NJ Transit buses and trains have more passengers now than they did a few months ago but mass transit travel continues to be impacted by concerns about the highly contagious Delta variant.

While most buses and trains are only about half full during the week, some passengers are voicing concerns about others not wearing a mask over their mouth and nose, which continues to be a federal Transportation Security Administration requirement.

Kevin Corbett, the president and CEO of NJ Transit, said the agency is using facial recognition technology on a trial basis, on platforms at key stations and found that 97% of passengers are complying.

Corbett said NJ Transit police are out and about, making sure people are wearing their masks.

“Since August we’ve had 94 mask details going out, we have masks, our police officers will hand them out,” he said.

Corbett said he has actually witnessed passengers on trains instructing those not wearing a mask to put one on.

Conductors and drivers, however, are not law enforcement, so they can only remind people.

He said if someone refuses to follow the mask mandate even after being told by the conductor to put one on, police will be called to arrive at the next station. If the passenger refuses to comply, they are asked to leave the train.
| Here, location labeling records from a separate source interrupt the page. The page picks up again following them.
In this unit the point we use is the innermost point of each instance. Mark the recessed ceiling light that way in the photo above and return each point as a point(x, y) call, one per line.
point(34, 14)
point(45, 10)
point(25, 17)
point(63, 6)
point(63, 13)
Corbett said NJ Transit police are limited in what they can do if someone refuses to put on a mask. They cannot issue nuisance tickets but they can arrest people for disorderly conduct. So far eight people have been arrested for disorderly conduct for refusing to comply with the mask mandate.

He noted bus drivers and conductors may also hand out masks but their supplies are limited, so the best place to go to get a mask if you forgot to bring one is the NJ Transit customer service window.

According to an NJ Transit spokeswoman, customer service has handed out more than 122,000 masks to travelers during the pandemic.

Corbett said weekday rail travel is about 50% of pre-pandemic levels, while bus ridership is in the 65 to 70% range.

He said going into New York City during the week, trains are at 45% to 50%. On weekends they are 80-100%.

“People clearly want to go in and party and travel and go to the restaurants on the weekend, but they’re still not going back to work in their offices yet,” he said.

He pointed out the NJ Transit discounted Flex Pass promotion and the NJ Transit rewards program, that offers discounts at restaurants, museums and other venues, have helped to bring back riders.

“We see ridership returning and people seem very comfortable coming back,” said Corbett.